Also known as, or recorded in historical documents as;
Weced; Dart's Castle; Danes' Castle

In the civil parish of Watchet.
In the historic county of Somerset.
Modern Authority of Somerset.
1974 county of Somerset.
Medieval County of Somerset.

OS Map Grid Reference: ST06184329
Latitude 51.18112° Longitude -3.34363°

Daws Castle, Watchet has been described as a Urban Defence although is doubtful that it was such.

There are earthwork remains.

This site is a scheduled monument protected by law.


Saxon burghal ramparts strengthed with stone in C10 and possible maintained until after 1086. Site called 'le castell' in 1537. Bond put site in his 'Anglo-saxon urban defensive circuit of no post-Conquest importance' list and writes has no remains, Dunning has air photo of site showing it severally suffering from coastal erosion but with some banking still visible.

Saxon enclosure possibly constructed in 914 surviving as an earthwork though evidence for stone walls has been found. Probably the site of the burh of Weced (Watchet) first mentioned in the Burghal Hideage. Inhumations possibly dating to C5 have been found near by. The site was discovered during the construction of three lime kilns in the mid to late C19. The bank defining the southern part of the enclosure is visible as earthworks. It measure 255m long and curves sharply at its north west end by the cliff. (PastScape)

Despite part of the of the Saxon fortified site known as Daw's Castle having been lost through coastal erosion, the remainder of the circuit, and the major part of the fort's interior, survive comparatively well and are known from limited excavations to contain archaeological remains and environmental evidence which relates to the construction of the site, the lives of its inhabitants, and the landscape in which they lived.
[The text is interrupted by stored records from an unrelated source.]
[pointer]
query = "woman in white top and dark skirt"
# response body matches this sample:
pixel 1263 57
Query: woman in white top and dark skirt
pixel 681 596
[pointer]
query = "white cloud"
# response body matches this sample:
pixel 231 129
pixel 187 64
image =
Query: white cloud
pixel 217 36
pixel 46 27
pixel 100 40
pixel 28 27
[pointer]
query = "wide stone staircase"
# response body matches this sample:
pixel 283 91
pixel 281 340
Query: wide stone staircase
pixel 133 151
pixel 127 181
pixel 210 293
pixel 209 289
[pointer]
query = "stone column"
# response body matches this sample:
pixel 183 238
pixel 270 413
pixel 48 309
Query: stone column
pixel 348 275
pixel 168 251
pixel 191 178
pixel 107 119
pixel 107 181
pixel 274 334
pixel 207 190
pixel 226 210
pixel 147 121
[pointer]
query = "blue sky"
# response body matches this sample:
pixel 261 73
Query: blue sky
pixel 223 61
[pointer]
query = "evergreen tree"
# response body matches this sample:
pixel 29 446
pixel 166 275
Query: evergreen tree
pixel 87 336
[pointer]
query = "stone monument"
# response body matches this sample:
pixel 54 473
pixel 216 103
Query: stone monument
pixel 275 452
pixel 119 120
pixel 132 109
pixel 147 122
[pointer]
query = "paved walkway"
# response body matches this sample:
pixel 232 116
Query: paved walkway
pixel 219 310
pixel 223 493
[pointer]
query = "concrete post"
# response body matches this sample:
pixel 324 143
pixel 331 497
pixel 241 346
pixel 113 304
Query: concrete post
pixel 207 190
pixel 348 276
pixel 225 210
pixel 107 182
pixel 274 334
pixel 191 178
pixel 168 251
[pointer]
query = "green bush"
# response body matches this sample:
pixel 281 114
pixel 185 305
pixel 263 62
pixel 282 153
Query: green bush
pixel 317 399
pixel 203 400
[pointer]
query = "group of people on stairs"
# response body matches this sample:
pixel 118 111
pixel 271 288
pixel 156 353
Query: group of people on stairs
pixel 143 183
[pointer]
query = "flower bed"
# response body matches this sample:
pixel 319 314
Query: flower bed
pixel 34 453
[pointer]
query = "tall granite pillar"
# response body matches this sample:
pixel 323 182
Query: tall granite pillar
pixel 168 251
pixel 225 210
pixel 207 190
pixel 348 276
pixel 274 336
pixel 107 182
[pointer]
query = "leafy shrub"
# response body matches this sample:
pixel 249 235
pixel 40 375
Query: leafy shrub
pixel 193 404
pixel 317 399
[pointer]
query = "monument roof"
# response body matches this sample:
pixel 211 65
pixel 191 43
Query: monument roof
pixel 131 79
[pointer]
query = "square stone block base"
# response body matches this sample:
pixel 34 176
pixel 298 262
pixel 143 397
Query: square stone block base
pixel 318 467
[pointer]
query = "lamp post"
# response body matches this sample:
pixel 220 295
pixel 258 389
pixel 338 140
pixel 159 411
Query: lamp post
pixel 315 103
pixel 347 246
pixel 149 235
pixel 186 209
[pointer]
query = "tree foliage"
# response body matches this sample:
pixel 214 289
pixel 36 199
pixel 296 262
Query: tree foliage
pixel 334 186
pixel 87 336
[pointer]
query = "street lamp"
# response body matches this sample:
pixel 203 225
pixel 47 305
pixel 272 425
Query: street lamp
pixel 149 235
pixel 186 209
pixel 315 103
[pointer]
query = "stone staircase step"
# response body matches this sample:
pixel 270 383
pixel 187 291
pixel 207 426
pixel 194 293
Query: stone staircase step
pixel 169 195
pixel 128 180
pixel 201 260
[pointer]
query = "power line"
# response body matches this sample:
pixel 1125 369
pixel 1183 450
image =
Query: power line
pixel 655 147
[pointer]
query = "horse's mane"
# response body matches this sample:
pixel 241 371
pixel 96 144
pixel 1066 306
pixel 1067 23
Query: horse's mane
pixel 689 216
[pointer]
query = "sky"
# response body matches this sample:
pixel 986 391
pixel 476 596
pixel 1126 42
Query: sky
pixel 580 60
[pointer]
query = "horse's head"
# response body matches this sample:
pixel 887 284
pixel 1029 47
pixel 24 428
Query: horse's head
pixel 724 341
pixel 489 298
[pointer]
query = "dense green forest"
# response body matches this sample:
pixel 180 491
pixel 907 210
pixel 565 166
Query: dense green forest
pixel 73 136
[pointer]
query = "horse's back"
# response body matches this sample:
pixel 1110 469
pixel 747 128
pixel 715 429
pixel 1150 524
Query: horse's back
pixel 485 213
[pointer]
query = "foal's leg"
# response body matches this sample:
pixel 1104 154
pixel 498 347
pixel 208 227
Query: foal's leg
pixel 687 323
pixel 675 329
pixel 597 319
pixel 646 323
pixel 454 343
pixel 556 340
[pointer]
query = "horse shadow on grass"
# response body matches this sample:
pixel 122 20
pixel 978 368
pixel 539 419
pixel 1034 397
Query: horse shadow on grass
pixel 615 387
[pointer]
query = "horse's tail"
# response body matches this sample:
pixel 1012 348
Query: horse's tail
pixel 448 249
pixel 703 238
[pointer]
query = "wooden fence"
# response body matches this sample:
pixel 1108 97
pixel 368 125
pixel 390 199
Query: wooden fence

The high status of the site is demonstrated by its possession of a mint, one of only a few recorded in Somerset, which produced coins from the time of Athelred II (978-1016) until the site was abandoned in favour of the present town of Watchet. This importance is further enhanced by the contemporary documentary sources which refer to the site. They include the early 10th century Burghal Hidage list, an administrative document which recorded the network of fortified burhs constructed across southern England against the threat of Viking attacks. Additionally, the burh is mentioned in the Anglo-Saxon Chronicle and an entry for the year 914 records failed attacks by Scandinavian raiders who had sailed up the Severn Estuary.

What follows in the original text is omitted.